Sometimes grief is not a detour from the path. Sometimes it is the path—the dark sacrament through which the body is humbled, the heart is broken open, and the soul is returned to the ground of its own life.
06/19/2026
Anger work is grief work.
And grief work is love work.
Many sensitive people learned early that anger endangered love. A raised voice, a disappointed look, a withdrawal of warmth, a subtle turning away. The body listened carefully. It learned that certain feelings carried risk, that certain forms of aliveness might threaten connection.
And so the fire was carried elsewhere. It slipped beneath the surface and became helpfulness, understanding, endless accommodation. It became the capacity to sense everyone else’s pain while remaining distant from our own. It became spirituality without boundaries, compassion without protection, kindness mixed with fear.
The anger did not disappear. It waited. Because anger is rarely what it first appears to be.
Beneath anger there is often a boundary that was crossed, a truth that could not be spoken, a life that was not allowed to unfold in its own shape. Something sacred was asked to leave, and the psyche remembers. The body remembers. Eventually the abandoned fire begins knocking at the door.
Not because it seeks revenge. Not because it wants to destroy. Because it is carrying news.
Many of us have been taught to fear anger, transcend anger, heal anger, or replace it with something more acceptable. Yet anger often arrives as a guardian standing at the entrance to a deeper chamber. If we stay close enough to it, if we become curious rather than afraid, we often discover that anger is protecting grief.
Grief for what was lost. Grief for the self that disappeared in order to remain connected. Grief for the words that could not be spoken. Grief for the boundaries that no one came to protect.
This is why the descent into anger can feel so frightening. We imagine we are entering a chamber of fire, only to discover a chamber of sorrow.
And beneath the sorrow, something even more tender.
Love.
Love for the life that should have belonged to us. Love for the child who adapted. Love for what remains unfinished. Love for all that continues to knock at the door of the heart, asking not to be fixed or transcended, but welcomed home.
Perhaps anger work is grief work because grief is the doorway through which love returns.
06/17/2026
The moon teaches us that disappearance is not the opposite of presence. The hidden phase belongs to the cycle no less than the full illumination.

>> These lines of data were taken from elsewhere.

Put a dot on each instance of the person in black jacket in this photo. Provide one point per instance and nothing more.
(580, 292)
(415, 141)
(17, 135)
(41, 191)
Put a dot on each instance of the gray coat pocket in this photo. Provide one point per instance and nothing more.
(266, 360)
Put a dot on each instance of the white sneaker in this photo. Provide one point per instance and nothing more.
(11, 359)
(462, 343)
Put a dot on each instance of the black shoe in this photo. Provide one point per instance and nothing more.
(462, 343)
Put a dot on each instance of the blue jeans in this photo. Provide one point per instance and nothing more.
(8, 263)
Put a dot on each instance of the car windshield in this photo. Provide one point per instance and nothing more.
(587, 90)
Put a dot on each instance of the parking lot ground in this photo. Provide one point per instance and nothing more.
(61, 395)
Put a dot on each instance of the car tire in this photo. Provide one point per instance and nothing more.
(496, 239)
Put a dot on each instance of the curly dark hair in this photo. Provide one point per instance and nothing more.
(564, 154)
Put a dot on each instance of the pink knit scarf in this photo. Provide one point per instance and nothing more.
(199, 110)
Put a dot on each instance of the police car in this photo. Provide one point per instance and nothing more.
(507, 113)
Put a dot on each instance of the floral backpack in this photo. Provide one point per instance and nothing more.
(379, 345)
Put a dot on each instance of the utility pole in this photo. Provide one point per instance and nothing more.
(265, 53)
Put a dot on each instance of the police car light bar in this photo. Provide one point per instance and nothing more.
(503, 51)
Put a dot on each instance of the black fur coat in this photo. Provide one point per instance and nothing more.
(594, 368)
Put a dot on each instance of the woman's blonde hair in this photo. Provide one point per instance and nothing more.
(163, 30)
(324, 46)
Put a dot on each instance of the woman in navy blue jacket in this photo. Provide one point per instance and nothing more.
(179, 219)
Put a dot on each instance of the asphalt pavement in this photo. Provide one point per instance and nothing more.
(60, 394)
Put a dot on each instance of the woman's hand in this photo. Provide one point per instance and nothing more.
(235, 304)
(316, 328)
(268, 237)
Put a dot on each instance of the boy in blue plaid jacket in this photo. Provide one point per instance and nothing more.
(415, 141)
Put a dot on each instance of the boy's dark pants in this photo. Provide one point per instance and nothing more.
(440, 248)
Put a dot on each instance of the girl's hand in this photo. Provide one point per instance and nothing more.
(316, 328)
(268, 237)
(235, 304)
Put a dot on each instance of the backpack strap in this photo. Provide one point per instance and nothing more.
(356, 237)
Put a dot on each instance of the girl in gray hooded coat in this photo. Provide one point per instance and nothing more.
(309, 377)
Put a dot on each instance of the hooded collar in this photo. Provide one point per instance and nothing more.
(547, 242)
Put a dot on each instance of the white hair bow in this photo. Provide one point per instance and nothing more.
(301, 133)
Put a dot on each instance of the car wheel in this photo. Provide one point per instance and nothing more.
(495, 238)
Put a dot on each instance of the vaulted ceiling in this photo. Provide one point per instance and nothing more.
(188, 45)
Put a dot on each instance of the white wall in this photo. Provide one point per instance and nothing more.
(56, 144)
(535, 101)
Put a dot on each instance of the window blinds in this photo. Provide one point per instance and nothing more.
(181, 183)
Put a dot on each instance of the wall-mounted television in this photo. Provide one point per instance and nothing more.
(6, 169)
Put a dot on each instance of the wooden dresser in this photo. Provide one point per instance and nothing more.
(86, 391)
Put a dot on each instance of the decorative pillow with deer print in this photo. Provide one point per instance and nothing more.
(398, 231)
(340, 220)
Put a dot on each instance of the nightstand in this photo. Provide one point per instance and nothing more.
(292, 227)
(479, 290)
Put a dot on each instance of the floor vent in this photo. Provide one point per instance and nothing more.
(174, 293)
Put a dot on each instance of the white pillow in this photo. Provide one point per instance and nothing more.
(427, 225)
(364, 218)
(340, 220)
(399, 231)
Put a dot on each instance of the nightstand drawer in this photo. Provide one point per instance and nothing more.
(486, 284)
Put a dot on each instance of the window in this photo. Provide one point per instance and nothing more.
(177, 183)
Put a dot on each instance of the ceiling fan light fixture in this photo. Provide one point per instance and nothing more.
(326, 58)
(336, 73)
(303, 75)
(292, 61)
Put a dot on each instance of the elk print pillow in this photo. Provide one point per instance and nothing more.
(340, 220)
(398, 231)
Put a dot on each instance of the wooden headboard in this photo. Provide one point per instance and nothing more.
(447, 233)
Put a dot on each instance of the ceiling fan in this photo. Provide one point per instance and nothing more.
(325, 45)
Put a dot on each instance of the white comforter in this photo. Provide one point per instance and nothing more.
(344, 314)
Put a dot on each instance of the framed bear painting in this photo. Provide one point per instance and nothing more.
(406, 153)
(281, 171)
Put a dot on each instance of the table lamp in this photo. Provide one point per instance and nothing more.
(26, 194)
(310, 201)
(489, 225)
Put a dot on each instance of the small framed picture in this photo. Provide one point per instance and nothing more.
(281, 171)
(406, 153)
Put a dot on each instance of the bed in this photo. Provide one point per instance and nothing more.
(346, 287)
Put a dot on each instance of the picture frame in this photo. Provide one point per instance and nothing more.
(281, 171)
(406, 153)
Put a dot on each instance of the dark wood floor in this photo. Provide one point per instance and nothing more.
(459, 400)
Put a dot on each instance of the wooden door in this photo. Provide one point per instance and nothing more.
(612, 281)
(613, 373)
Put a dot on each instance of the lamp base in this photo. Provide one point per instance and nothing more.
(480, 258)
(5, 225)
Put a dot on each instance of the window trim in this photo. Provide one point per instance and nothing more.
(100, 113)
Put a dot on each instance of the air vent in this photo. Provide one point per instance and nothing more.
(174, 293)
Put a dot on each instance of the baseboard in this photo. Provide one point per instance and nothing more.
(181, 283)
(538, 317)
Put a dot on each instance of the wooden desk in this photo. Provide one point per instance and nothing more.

We live in a culture that often imagines growth as increasing visibility, certainty, and light. Yet the natural world tells a more complicated story. There are seasons when life gathers itself beneath the surface, when what is most essential is taking place beyond the reach of immediate understanding.
Not every darkness is asking to be overcome. Some darkness is a womb. Some darkness is preparation.
The moon vanishes from sight and yet remains entirely itself. Seeds split open in the dark soil before they ever touch the sun. Winter forests appear still while unseen processes continue beneath the frozen ground.
The soul has seasons like this as well. Times when clarity recedes, when familiar identities loosen, when the next step is not yet visible. These periods can feel like failure if we have been taught that progress should always look like expansion and light.
But sometimes what appears to be an absence is actually a gathering. Sometimes what feels like an ending is a gestation. Sometimes the way forward begins with trusting what is happening in the dark.